Orlando Summer League
We’ve given the Bobcats’ mostly positive turn in last week’s Orlando Summer League short shrift here at the Baseline, but it’s not for lack of caring. Look for a post on the subject in the coming days. In the meantime, here’s Bonnell from the Observer with some thoughts:
Gerald Henderson and Derrick Brown can be trusted with bigger roles next season… It’s dangerous to put too much weight on summer-league performances — you’re supposed to excel against D-Leaguers — but it was obvious Henderson an Brown are figuring out what it takes to be productive on the NBA level.
The national media outlets pay less attention to the Orlando Summer league relative to the bigger and better Las Vegas Summer League; and when they do cover Orlando, the rookies (Philly’s Evan Tuner and New Jersey’s Derrick Favors in this case) get most of the attention. Despite that, there were several mentions of the Bobcats young vets looking good.
Michael Jordan in Charlotte
Scott Fowler has a nice article in today’s Observer on Michael Jordan’s increased presence in the city of Charlotte and the Bobcats front office since he, you know, bought the team:
In the three months or so since Jordan bought the Charlotte Bobcats from Bob Johnson and became the team’s majority owner, Jordan’s visibility both in the community and in the Bobcats’ offices has increased dramatically.
Jordan has bought a home in uptown Charlotte five minutes from Time Warner Cable Arena and plans to start living there part time in September…
There’s also a slideshow of pictures from the Bobcats Fantasy Camp mentioned in the article. As I write this, the article is currently the “Most Viewed” on the Observer’s website, and I’ve already been part of an email thread amongst friends discussing it.
Clearly, people care about how engaged Jordan is with the city of Charlotte.

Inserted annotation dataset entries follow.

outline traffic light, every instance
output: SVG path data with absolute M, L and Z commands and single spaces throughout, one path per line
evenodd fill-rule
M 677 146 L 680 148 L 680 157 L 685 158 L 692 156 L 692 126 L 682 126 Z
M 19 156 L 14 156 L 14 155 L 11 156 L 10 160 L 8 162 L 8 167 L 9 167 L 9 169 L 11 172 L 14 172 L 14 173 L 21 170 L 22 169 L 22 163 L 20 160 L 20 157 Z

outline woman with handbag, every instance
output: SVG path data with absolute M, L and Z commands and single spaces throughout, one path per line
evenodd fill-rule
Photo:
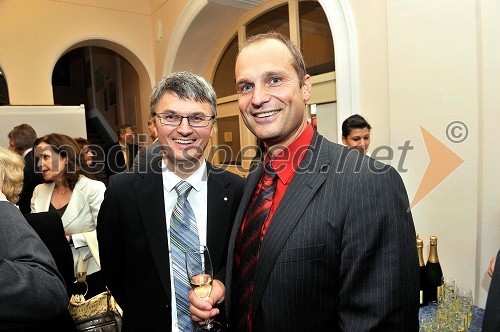
M 63 324 L 64 281 L 49 250 L 14 206 L 23 169 L 21 156 L 0 147 L 0 330 L 70 331 Z
M 75 277 L 86 273 L 86 284 L 68 287 L 73 287 L 72 294 L 85 294 L 89 299 L 106 291 L 96 236 L 97 214 L 106 187 L 84 175 L 81 165 L 85 161 L 73 138 L 50 134 L 38 138 L 34 147 L 38 168 L 47 183 L 35 188 L 31 212 L 55 211 L 61 216 L 73 254 Z

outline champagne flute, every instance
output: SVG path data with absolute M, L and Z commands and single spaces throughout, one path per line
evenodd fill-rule
M 207 301 L 212 292 L 213 268 L 210 253 L 206 246 L 189 248 L 186 251 L 186 271 L 193 292 L 203 301 Z M 206 319 L 205 325 L 197 331 L 221 330 L 221 324 L 213 319 Z

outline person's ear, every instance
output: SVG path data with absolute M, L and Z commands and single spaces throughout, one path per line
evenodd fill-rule
M 311 98 L 311 90 L 311 76 L 306 75 L 304 76 L 304 83 L 302 84 L 302 98 L 304 99 L 304 104 L 307 103 L 307 101 Z

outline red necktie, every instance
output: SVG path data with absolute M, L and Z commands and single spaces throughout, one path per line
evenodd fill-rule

The Bobcats are aware of it; they included questions about “how important” it was to me whether or not Jordan purchased a home here in a survey sent to season ticket holders recently. Seriously.
Hopefully, people at least see Jordan’s level of engagement with the city an indicator of how engaged he is with the team. If so, fine. I suppose it’s a reasonable proxy.
But I guess I’m just a different kind of fan (clearly, I have a blog). I could care less whether Jordan buys a house in Charlotte, or bowls and eats at the Epicentre. I don’t need to put on a “Jordan Brand” t-shirt and drool over him at a “fantasy” camp.
I’d be much more happy if the team made sound financial/personnel decisions, stopped whiffing on draft picks, and thus consistently put a competitive basketball team on the court. They’ve had trouble doing that over the history of the franchise.
2010’s playoff experience was undoubtedly a positive thing, but I’m still dubious of the Cats’ chances for on-court success in the medium-term due to salary cap issues and a lack of elite young talent.
Don’t sell me a bunch of sizzling Air Jordan “value-added” side dishes when the main course needs work.